Gallipoli (1981 Film) - Production

Production

Peter Weir had wanted to make a film about the Gallipoli campaign since visiting Gallipoli in 1976 and discovering an empty Eno bottle on the beach. The wrote an outline of the script and gave it to David Williamson to turn into a screenplay. The script went through many variations - the South Australian Film Corporation did not like an early draft and said they did not want to fund the film, which then had a proposed budget of A$4.5 million, as it was. In May 1979 Weir asked Patricia Lovell to produce. The script then began to focus on the story of two runners.

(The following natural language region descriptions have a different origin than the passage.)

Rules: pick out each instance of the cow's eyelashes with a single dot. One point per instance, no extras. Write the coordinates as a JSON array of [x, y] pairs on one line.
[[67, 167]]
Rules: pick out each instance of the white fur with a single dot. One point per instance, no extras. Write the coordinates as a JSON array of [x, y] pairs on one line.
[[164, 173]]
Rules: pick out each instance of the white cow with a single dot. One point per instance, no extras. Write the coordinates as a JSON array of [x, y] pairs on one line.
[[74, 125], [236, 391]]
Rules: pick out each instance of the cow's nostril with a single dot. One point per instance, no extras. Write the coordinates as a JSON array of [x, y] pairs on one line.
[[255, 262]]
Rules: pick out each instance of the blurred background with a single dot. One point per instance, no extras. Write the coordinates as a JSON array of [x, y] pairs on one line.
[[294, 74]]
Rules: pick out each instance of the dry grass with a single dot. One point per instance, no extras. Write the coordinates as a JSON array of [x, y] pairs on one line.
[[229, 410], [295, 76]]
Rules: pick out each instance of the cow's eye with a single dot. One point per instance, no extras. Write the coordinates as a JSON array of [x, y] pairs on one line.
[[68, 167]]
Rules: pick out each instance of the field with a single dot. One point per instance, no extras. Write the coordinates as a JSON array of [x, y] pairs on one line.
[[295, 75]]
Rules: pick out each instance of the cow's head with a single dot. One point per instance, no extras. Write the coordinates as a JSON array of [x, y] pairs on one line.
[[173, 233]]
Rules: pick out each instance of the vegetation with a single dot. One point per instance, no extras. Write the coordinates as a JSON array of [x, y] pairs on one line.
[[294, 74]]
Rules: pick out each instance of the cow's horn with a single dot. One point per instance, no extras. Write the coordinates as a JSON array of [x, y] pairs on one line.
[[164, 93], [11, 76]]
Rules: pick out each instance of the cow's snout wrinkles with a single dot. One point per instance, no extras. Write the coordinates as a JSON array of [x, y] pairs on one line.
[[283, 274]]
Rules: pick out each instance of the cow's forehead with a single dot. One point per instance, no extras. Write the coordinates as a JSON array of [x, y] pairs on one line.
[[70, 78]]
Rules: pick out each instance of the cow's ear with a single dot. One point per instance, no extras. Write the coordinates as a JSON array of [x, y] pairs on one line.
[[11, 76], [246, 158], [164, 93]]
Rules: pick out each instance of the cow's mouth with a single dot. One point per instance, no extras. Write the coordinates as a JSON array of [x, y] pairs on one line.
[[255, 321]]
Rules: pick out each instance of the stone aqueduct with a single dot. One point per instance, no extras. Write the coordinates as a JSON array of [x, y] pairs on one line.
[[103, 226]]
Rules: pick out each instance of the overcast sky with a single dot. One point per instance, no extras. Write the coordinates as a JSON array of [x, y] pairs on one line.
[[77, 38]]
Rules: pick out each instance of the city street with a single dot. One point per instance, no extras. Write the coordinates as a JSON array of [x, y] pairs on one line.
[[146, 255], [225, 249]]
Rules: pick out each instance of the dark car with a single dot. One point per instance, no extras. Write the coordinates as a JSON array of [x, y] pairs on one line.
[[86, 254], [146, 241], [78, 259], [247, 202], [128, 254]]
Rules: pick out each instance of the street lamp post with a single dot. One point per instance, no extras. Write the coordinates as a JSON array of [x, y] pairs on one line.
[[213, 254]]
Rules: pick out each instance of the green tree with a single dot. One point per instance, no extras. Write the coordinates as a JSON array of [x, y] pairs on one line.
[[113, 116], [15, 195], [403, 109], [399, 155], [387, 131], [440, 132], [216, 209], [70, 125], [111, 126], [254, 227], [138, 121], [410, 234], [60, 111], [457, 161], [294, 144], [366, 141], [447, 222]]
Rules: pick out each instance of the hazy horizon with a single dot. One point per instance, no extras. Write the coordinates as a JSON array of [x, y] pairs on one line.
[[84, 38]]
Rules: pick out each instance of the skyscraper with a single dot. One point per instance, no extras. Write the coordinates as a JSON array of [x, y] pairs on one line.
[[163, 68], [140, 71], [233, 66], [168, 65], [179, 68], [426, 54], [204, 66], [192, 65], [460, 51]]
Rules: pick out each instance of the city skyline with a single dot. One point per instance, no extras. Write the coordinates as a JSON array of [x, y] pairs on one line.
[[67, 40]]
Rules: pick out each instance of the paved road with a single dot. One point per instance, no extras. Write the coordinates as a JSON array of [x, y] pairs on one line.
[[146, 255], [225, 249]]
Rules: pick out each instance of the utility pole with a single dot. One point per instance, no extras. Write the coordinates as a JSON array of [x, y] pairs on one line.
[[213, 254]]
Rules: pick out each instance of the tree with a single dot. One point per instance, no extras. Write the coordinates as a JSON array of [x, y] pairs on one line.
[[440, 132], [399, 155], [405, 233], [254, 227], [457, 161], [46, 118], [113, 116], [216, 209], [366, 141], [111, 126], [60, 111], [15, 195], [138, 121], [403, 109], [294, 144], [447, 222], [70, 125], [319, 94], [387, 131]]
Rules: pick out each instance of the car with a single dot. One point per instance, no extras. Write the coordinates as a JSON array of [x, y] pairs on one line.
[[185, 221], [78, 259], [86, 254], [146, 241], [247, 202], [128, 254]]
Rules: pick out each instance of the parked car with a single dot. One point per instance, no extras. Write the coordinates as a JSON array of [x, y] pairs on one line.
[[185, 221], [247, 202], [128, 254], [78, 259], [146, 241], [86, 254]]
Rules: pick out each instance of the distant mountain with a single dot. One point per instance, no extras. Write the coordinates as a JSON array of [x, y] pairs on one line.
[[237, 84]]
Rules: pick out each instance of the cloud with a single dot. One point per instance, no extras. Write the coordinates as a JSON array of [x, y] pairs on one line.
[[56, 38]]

Lovell managed to raise $850,000, which was not enough to make the movie.

Then in May 1980 Rupert Murdoch and Robert Stigwood announced they were forming a film company, Associated R and R Films. Lovell approached them with the script, and they agreed to fund it provided the budget did not exceed $3 million. Lovell later said the final budget was $2.8 million - really $2.4 million with the rest consisting of fees. This was the highest budget of an Australian film to date. Rupert Murdoch's father, Keith Murdoch, was a journalist during the First World War. He visited Gallipoli briefly in September 1915 and became an influential agitator against the conduct of the campaign by the British.

Peter Weir cast Mel Gibson in the role of the cynical Frank Dunne, and newcomer Mark Lee was recruited to play the idealistic Archy Hamilton after participating in a photo session for the director. Gibson explained the director's reasons for casting the two leads:

"I'd auditioned for an earlier film and he told me right up front, ‘I'm not going to cast you for this part. You're not old enough. But thanks for coming in, I just wanted to meet you.’ He told me he wanted me for Gallipoli a couple of years later because I wasn't the archetypal Australian. He had Mark Lee, the angelic-looking, ideal Australian kid, and he wanted something of a modern sensibility. He thought the audience needed someone to relate to of their own time."

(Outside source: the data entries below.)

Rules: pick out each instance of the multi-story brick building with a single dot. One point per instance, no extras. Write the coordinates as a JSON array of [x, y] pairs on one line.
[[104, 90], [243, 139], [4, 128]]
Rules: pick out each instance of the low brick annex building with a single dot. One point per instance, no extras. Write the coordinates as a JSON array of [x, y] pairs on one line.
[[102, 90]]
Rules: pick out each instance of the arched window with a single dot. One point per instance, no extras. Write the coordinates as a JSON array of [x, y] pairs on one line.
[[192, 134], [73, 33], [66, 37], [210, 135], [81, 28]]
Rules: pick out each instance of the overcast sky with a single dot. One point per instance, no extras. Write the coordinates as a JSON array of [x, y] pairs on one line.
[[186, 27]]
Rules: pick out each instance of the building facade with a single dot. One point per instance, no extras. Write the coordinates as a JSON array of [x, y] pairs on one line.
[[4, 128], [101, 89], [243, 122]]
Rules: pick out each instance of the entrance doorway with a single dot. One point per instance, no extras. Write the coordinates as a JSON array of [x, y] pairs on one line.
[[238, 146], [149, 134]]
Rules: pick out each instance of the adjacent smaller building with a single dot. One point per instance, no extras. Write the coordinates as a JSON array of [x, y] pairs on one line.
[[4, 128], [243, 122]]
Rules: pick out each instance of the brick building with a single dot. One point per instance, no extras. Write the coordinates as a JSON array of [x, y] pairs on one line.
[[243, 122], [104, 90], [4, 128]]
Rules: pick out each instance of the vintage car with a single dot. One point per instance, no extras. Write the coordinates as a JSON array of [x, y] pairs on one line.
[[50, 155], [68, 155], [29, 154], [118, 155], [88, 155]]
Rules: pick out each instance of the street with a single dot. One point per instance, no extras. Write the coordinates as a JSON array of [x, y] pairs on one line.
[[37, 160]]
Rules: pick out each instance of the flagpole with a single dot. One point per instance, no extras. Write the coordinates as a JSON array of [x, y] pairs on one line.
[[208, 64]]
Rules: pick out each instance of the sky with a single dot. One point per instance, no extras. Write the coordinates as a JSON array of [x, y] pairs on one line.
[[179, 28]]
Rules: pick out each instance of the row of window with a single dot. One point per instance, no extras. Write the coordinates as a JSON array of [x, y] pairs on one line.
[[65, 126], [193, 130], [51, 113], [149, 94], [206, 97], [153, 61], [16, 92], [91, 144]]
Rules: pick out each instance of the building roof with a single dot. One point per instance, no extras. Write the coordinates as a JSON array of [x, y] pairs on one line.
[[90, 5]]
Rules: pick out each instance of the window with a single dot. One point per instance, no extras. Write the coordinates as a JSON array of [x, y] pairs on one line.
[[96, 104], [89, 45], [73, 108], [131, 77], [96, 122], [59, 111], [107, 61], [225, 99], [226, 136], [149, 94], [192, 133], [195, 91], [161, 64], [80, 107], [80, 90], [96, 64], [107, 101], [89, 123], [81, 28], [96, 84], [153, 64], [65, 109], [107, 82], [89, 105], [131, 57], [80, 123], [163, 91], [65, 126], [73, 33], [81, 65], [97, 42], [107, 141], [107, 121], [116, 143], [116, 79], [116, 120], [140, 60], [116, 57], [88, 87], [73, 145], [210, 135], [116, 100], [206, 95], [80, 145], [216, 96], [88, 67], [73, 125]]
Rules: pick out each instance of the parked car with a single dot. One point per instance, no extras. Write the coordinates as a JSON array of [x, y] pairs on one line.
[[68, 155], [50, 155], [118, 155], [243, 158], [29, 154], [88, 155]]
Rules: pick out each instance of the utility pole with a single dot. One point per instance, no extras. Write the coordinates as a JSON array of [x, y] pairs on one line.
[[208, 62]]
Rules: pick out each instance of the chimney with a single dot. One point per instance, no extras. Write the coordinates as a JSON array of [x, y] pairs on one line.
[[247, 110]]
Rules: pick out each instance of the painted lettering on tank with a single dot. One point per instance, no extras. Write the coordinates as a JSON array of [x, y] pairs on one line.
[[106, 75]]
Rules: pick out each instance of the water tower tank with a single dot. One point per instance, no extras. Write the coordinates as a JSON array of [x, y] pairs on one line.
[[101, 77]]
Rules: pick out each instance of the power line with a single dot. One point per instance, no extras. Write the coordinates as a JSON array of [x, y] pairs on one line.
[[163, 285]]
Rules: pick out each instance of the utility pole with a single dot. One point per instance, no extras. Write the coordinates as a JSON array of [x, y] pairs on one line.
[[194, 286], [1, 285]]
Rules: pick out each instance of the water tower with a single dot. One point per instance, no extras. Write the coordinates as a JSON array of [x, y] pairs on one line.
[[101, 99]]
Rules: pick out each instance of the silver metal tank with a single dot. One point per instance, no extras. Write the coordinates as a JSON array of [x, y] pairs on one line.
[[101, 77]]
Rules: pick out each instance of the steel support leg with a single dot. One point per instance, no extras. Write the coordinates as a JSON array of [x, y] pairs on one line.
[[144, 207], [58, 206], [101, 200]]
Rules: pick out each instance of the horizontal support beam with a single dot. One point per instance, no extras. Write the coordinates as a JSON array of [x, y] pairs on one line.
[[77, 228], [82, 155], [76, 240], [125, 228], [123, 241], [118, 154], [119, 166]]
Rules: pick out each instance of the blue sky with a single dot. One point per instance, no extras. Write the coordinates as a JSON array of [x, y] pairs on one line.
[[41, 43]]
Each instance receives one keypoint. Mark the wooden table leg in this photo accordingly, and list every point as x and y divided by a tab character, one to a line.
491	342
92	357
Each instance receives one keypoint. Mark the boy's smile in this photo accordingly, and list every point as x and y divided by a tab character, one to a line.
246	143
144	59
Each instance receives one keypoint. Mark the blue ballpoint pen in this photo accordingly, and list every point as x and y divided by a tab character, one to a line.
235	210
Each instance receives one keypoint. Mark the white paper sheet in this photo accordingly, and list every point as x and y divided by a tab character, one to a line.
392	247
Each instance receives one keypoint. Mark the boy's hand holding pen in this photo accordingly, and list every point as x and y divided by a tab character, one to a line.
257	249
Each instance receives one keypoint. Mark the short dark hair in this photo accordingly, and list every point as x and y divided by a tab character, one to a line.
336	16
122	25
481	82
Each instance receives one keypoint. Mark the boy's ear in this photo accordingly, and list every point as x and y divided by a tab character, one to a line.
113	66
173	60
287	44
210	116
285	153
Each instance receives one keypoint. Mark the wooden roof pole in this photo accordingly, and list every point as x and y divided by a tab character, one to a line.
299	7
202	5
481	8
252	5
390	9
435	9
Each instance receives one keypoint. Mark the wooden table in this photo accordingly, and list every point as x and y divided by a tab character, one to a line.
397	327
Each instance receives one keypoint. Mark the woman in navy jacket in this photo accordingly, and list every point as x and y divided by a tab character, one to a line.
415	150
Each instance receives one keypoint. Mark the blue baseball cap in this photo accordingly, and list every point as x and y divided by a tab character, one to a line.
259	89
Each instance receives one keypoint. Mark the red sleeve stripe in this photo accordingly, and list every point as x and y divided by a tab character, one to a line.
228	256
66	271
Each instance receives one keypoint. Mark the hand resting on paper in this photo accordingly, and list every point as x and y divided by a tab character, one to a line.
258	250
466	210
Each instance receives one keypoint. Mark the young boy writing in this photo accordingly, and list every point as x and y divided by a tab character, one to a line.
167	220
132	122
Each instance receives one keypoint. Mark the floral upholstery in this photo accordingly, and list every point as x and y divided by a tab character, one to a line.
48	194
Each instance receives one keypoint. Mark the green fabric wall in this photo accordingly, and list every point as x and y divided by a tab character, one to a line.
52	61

Gibson described the film as "Not really a war movie. That's just the backdrop. It's really the story of two young men."

The original music was provided by Australian composer Brian May (who had also scored Mad Max). However the most striking feature of the soundtrack was the use of excerpts from Oxygène by French electronic music pioneer Jean Michel Jarre during running scenes. Quiet or sombre moments at Gallipoli, and the closing credits, feature the Adagio in G minor. The use of the adagio (Major Barton is heard playing it before the final attack) is a historical oddity. A fragment of the composition purportedly discovered in 1958 by composer Thomaso Albinoni's biographer, Remo Giazotto, in the ruins of a Dresden museum after it was destroyed during World War II, was in fact an entirely new work by Giazotto. Whether a musical hoax or not, the music would not have been known at the time of the battle.

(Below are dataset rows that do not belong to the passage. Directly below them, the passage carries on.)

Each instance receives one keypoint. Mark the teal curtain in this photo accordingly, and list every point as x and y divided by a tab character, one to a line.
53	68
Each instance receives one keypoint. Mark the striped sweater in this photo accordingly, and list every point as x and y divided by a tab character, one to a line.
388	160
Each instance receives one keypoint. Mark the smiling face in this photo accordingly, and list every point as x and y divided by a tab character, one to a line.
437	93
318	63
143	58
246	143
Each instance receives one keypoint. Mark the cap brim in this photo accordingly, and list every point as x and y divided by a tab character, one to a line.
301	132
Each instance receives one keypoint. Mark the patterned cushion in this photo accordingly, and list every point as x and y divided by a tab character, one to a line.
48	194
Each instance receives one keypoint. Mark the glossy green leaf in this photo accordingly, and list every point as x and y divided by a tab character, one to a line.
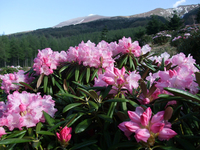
16	133
63	68
73	118
60	87
111	109
53	80
38	126
88	75
123	61
15	140
132	66
45	83
70	106
134	104
117	100
105	117
83	144
77	73
39	81
83	125
94	105
26	85
185	144
94	74
45	133
48	118
184	94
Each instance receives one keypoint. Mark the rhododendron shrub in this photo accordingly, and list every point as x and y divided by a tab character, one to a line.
102	95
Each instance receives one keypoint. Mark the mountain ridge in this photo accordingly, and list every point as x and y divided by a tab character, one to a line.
166	13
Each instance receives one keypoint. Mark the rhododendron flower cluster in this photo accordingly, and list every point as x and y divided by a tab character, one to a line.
118	79
45	62
147	127
64	136
25	109
16	77
126	45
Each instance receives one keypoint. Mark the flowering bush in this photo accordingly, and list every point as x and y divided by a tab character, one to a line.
107	96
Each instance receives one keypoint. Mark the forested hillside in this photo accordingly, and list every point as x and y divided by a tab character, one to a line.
22	48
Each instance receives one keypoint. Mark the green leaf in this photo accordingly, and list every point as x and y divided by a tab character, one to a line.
39	81
132	66
134	104
63	68
15	140
123	60
77	73
26	85
88	75
105	117
38	127
83	144
74	117
60	87
48	118
149	66
117	100
184	94
45	133
16	133
83	125
111	109
94	74
53	80
45	83
69	95
94	105
117	137
70	106
185	144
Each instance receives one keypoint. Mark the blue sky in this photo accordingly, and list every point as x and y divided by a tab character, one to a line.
25	15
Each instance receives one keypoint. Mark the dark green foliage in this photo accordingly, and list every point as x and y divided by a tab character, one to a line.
191	45
153	25
175	22
198	14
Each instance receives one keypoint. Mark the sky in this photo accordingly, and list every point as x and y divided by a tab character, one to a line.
26	15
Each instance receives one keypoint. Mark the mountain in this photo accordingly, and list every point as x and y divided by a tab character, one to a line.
80	20
166	13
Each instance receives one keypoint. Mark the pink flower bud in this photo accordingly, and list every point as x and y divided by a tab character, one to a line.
117	71
146	116
12	76
157	127
108	80
64	136
2	131
166	134
22	107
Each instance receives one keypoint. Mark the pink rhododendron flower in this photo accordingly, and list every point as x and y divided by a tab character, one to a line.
91	55
118	79
147	127
125	45
16	77
2	131
64	136
20	109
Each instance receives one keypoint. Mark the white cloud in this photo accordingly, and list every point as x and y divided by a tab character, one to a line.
91	14
178	3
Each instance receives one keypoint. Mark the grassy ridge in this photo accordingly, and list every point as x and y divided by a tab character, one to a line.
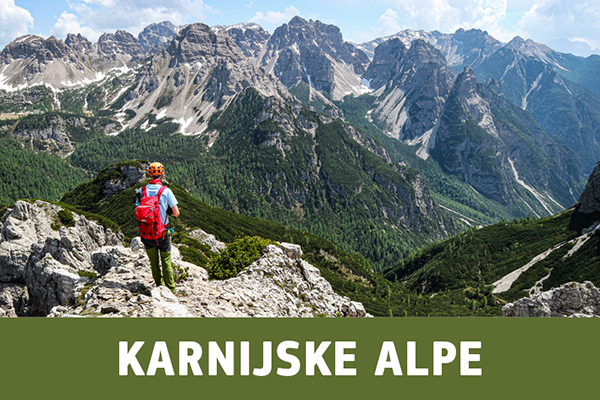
349	274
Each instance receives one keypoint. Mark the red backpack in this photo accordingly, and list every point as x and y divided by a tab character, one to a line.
147	213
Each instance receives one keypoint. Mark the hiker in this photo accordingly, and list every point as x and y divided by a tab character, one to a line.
153	224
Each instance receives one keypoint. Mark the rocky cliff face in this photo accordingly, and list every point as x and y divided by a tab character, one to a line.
47	268
250	37
461	48
412	86
561	107
589	202
31	60
314	53
500	151
201	70
569	300
157	37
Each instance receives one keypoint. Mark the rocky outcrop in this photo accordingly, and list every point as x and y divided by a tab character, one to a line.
249	37
412	86
156	37
129	176
41	261
569	300
120	43
316	54
47	268
589	202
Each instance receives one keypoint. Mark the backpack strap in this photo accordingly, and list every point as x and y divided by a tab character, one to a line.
162	189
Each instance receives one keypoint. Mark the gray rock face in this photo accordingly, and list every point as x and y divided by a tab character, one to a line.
412	87
461	48
45	264
315	53
130	176
84	270
80	44
589	202
156	37
120	43
199	73
250	37
14	298
569	300
523	165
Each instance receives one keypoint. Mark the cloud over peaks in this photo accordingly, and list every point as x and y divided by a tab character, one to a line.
14	21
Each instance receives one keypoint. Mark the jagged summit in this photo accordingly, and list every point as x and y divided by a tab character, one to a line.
156	37
316	54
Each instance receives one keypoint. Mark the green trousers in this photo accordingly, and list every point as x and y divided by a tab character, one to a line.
164	277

Gallipoli was filmed primarily in South Australia. The cattle station scenes were shot in Beltana, the salt lake at Lake Torrens, the station at Adelaide Railway Station, and the coastline near Port Lincoln was transformed into the Gallipoli Peninsula. The pyramid and bazaar scenes were filmed on location in Egypt.

David Williamson makes a cameo as an Australian soldier playing a game of Australian rules in Egypt.

The farewell ball scene was not in the original script but was an idea of Weir's during shooting. It cost an extra $60,000 to make.